For remote applications, the process is very similar but it requires setting up a JMX connection to the Java process to be monitored.

  1. Enable the JMX port on your application. This is outside the scope of this article, but you can check the official Oracle documentation for more details: Monitoring and Management Using JMX Technology
  2. Right click on the “Remote” tab in the left hand screen.
  3. Select “Add Remote Host”
  4. Fill in the host name. Most of the times, this will be sufficient but depending on how you’ve enabled JMX on the remote process, you may need to also check the “Advanced Settings” tab.
  5. Right click on the newly added host and select “Add JMX connection”.
  6. Fill in the connection details (including port number) and the display name. If you’re application is deployed using multiple processes, you should enter a descriptive display name.
  7. Double click on the newly added JMX connection.
  8. From this point onwards, the steps are identical with the ones from “Local applications”.

How to Interpet the Data

This depends a lot on the actual issues that you’re trying to investigate and the application architecture. For example, if you have a desktop application with a fixed amount of threads, the call tree with the break down per thread may be useful.

However, if you’re working on a web application with a variable number of threads, it will probably be hard to figure out what’s happening. In this case, you should probably start from thet “Hot spots” tab and dig deeper from there.

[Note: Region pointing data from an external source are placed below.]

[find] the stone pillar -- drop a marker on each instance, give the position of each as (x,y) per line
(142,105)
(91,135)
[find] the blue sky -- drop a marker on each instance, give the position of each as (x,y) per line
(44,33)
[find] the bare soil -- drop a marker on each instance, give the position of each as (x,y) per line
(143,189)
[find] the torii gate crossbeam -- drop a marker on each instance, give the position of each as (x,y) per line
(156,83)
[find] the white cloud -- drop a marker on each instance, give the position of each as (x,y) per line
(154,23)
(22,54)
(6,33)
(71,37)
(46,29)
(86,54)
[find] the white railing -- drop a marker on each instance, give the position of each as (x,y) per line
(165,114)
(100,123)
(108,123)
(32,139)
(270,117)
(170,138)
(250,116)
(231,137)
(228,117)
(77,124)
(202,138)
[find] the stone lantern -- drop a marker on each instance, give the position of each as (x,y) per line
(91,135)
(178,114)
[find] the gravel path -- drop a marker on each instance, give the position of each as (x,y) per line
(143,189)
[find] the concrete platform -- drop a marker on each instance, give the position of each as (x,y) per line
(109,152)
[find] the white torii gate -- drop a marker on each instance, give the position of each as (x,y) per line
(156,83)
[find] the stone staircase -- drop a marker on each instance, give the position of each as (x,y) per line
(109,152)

Difference between “Self Time” and “Self Time (CPU)”

VisualVM reports two metrics related to the duration, but there is a significant difference between them:

  • self time - counts the total time spent in that method, including the amount of time spent on locks or other blocking behaviour
  • self time (cpu) - counts the total time spent in that method, excluding the amount of time the thread was blocked

From here, you will need to decide on what you want to focus,

  • if you want to focus on optimising the multithreaded interactions, then you should aim for the self time values including the time the threads were blocked
  • if you’re interested in the overall performace and not care too much about the multithreaded interactions, then should focus solely on the self time (cpu).

Be careful though on how you interpret your results. If you have a thread that keeps a connection open, most likely you will see some very large numbers for the self time. This is normal and it’s not issue.